Como vocês se organizam?

Fernanda: Temos algumas frentes de atuação, como comunicação, eventos, quem organiza a confecção das camisetas e pensam em formas de rentabilização pro grupo. Não há uma liderança imposta, só pessoas que tomam algumas frentes quando conseguem se disponibilizarem.

Como é a organização do pedal?

Fernanda - Os pedais têm sido quinzenais, aos domingos de manhã. Por isso tentamos nos organizar ao máximo pra que aconteça, já que nos vemos com mais espaço de tempo. Na semana anterior ao pedal fazemos enquete sobre quem confirma participação, enquanto isso o grupo de comunicação confecciona a chamada do perfil no Instagram para que saia no máximo até quinta para quem não estiver no grupo do Whatsapp poder saber e se organizar pra participar. No dia nos encontramos na praça Roosevelt às 10 horas, damos uma hora pra todo mundo chegar, enquanto isso decidimos o trajeto e às 11 horas partimos.

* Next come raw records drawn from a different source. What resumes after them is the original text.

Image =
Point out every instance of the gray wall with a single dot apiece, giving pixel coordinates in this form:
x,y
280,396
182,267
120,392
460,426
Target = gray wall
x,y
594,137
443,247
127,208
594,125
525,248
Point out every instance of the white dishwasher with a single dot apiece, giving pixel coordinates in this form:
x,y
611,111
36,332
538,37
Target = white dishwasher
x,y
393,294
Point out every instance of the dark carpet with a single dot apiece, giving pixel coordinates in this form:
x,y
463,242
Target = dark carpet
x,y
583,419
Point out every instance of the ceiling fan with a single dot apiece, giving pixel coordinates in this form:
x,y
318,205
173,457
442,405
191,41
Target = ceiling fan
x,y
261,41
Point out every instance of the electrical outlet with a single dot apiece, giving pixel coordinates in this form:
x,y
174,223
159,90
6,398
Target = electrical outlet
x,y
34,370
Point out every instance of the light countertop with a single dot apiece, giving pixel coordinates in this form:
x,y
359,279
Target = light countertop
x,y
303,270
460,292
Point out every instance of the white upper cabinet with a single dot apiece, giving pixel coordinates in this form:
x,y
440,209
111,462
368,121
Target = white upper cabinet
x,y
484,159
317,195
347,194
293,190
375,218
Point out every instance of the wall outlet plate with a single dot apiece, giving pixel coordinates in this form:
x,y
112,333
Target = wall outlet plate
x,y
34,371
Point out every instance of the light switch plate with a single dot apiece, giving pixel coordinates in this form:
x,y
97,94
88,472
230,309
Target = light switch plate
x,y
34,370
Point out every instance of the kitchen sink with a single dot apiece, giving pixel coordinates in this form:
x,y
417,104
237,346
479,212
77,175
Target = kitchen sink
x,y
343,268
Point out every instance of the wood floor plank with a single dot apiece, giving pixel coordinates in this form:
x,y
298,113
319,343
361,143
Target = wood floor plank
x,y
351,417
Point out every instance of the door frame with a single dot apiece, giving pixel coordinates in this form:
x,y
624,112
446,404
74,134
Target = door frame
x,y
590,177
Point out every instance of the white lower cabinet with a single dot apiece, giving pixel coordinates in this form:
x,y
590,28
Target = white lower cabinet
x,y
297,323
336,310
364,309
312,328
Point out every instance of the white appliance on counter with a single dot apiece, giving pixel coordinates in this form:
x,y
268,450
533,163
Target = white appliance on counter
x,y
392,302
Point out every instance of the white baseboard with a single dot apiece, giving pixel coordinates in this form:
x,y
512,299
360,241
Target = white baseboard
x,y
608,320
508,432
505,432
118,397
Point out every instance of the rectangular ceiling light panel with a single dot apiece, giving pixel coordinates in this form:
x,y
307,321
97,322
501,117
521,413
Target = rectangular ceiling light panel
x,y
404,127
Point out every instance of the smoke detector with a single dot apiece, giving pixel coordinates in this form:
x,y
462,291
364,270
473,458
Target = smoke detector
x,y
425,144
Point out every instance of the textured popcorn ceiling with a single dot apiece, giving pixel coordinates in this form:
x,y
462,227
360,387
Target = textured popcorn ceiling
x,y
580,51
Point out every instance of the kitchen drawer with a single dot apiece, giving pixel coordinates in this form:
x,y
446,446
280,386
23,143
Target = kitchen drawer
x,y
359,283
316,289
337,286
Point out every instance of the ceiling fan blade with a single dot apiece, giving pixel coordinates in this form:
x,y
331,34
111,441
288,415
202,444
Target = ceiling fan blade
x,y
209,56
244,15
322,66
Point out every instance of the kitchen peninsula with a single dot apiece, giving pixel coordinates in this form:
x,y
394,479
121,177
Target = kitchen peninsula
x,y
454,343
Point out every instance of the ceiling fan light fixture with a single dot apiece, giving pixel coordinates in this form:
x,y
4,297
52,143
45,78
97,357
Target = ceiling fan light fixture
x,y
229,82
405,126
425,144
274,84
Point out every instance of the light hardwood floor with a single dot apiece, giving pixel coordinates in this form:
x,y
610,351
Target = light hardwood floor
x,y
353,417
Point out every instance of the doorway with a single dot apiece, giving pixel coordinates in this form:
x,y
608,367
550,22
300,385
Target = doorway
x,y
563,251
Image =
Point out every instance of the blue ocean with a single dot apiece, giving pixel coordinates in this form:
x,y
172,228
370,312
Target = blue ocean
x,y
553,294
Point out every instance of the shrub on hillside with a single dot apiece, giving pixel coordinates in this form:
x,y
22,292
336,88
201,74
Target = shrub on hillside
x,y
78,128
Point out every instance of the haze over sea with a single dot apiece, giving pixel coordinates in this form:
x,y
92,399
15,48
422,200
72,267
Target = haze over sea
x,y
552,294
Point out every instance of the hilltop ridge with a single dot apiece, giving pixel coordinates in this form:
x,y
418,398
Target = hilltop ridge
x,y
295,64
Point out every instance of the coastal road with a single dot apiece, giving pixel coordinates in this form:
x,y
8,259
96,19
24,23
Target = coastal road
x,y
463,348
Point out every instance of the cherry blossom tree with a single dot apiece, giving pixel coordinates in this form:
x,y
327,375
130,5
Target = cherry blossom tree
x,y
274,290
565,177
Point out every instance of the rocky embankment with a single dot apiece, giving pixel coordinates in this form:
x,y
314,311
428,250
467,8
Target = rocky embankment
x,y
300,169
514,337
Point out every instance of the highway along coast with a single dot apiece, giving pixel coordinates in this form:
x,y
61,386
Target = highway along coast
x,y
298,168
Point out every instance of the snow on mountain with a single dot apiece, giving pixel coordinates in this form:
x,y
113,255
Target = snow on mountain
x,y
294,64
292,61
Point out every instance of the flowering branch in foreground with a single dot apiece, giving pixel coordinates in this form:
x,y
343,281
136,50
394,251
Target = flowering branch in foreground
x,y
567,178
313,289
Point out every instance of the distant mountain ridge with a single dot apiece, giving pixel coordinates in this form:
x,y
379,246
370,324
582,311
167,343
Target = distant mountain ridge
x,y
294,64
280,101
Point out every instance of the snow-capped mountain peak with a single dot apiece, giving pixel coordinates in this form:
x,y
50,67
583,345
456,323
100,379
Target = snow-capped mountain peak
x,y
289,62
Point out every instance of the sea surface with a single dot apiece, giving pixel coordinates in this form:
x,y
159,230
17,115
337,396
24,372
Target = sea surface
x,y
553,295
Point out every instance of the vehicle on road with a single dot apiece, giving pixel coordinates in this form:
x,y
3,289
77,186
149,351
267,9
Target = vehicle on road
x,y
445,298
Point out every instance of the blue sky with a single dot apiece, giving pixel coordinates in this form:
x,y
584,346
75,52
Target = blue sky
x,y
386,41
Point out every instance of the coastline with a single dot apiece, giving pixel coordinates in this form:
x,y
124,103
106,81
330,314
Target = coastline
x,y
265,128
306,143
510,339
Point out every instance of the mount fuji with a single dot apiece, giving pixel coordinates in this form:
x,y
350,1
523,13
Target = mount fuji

Qual a importância da Malungada no cenário do cicloativismo?

Daniel: Visto que todo indivíduo é racializado, o fato da cena dos grupos de pedal ser predominante branca na cidade de São Paulo e região tem implicações também raciais. Assim, muitas pessoas negras não se veem fazendo parte, seja por questão socioeconômica (aí entra a questão de ter a bicicleta X ou Y, peça Z), por não morar em determinadas regiões ou por vivências e as próprias questões mais subjetivas do racismo.

Assim, a Malungada acaba sendo um aquilombamento no cicloativismo, buscando promover a inclusão racial da pessoa negra no ciclismo. Temos o desejo e planos de expandir nossas atuações no campo social também e nos aprofundar mais no debate da mobilidade urbana, com a perspectiva de que todas as realidades sejam levadas em consideração, principalmente dos setores mais marginalizados da sociedade.